Comparison Snapshot (April 20, 2026 epoch)
| Track | Summary |
|---|---|
| MediatR WarmPath parity | MediatR ~1.6x faster on standard; Dispatch ultra-local 1.28x faster with 6.3x less memory |
| Wolverine in-process parity | Dispatch ~2.64x faster on command; ~54x faster on notifications (Dispatch 120 ns vs Wolverine 6,455 ns to 2 handlers) |
| MassTransit in-memory parity | Dispatch leads on all in-process tiers, see MassTransitComparisonBenchmarks |
| Pipeline parity (3 middleware) | See PipelineComparisonBenchmarks — Dispatch leads on allocation; latency tiers per ratio column |
See Competitor Comparison for full tables and methodology notes. One finding under investigation: Dispatch: 100 concurrent commands WarmPath allocation vs MediatR — a methodology-matched rerun is queued for a future sprint.
Quick Wins
1. Use Ultra-Local for local hot paths
var result = await dispatcher.DispatchAsync(new CreateOrderAction(...), ct);
For explicit control, see Ultra-Local Dispatch.

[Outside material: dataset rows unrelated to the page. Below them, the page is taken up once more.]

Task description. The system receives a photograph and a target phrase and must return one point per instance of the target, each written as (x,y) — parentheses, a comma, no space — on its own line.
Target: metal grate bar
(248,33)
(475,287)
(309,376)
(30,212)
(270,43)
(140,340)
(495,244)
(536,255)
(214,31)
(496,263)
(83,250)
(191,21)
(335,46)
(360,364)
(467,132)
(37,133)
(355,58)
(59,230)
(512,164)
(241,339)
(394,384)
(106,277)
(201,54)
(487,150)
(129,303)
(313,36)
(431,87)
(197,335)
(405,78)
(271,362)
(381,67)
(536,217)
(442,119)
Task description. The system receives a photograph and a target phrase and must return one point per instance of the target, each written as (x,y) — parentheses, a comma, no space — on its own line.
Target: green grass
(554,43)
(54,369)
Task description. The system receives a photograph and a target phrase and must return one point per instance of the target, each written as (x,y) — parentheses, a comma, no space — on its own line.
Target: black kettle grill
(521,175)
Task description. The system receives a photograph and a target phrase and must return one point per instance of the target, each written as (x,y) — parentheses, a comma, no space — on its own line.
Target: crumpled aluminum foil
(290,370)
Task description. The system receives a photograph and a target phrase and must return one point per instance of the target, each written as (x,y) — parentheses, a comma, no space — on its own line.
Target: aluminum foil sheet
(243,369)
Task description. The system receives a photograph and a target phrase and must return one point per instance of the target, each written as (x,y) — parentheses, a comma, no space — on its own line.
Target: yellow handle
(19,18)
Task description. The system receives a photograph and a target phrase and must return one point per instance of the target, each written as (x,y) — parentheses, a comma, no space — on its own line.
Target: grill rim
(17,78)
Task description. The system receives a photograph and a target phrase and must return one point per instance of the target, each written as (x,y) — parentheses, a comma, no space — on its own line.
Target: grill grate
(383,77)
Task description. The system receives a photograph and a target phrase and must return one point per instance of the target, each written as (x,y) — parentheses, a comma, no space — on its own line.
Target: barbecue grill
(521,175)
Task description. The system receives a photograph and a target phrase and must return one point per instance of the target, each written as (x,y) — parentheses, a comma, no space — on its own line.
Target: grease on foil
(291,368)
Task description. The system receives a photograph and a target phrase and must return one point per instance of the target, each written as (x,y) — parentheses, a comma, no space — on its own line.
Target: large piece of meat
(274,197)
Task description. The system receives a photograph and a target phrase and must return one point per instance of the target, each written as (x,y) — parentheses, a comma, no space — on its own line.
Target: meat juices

2. Keep messages deterministic where possible
public record CreateOrderCommand(Guid OrderId, string CustomerId) : IDispatchAction;
public class CreateOrderHandler : IActionHandler<CreateOrderCommand> { }
3. Keep auto-freeze enabled
var host = builder.Build();
await host.RunAsync();
4. Prefer direct IMessageContext properties
context.ProcessingAttempts++;
Performance Guides
| Guide | Description |
|---|---|
| Ultra-Local Dispatch | Lowest-overhead local command/query path |
| Auto-Freeze | Automatic cache optimization |
| MessageContext Best Practices | Hot-path optimization patterns |
| Competitor Comparison | Multi-track benchmarks vs MediatR/Wolverine/MassTransit |
Hot-Path Optimizations
Nine micro-optimizations targeting the dispatch hot path:
| Optimization | Pattern |
|---|---|
Dual-write elimination in RoutingDecisionAccessor | Single-write via CachedRoutingDecision field with Features dictionary fallback |
RoutingDecision.Local singleton | Cached static property (like Task.CompletedTask) |
Lock removal on MessageContext.Success | Volatile fields + AggressiveInlining |
Single-lookup GetOrCreateFeature | TryGetValue + direct store |
| Lightweight context init (Sprint 660) | Skip GetTransportBinding for outbound dispatches when no transport correlation needed |
| Per-profile middleware bypass (Sprint 660) | Pre-computed _hasAnyNonRoutingMiddleware flag skips FrozenDictionary chain lookup |
| Single transport bus pre-resolution (Sprint 660) | Pre-resolve single non-local bus at construction, bypass ConcurrentDictionary lookup |
| Routing decision cache (Sprint 660) | ConcurrentDictionary<Type, RoutingDecision> for deterministic single-route types |
| Combined transport fast path (Sprint 660) | All 4 optimizations compose: Wolverine parity improved from 0.59x to 2.3x on SingleCommand |
Memory Allocation Strategy
Dispatch reduces allocations through:
- Object pooling for
MessageContext ArrayPool<T>on batch-style paths- Lazy initialization for optional context state
- ValueTask-based local fast paths
- Hot-path single-write patterns eliminating redundant dictionary allocations
- Package extraction reducing dependency graph complexity (64.88 MB at 100K ops)
Running Benchmarks
# Full matrix refresh
pwsh ./eng/run-benchmark-matrix.ps1 -NoRestore -NoBuild
# In-process parity track
pwsh ./eng/run-benchmark-matrix.ps1 -NoRestore -NoBuild -Classes MediatRComparisonBenchmarks,WolverineInProcessComparisonBenchmarks,MassTransitMediatorComparisonBenchmarks
# Queued/bus end-to-end parity track
pwsh ./eng/run-benchmark-matrix.ps1 -NoRestore -NoBuild -Classes TransportQueueParityComparisonBenchmarks
Results default to benchmarks/runs/BenchmarkDotNet.Artifacts/results/.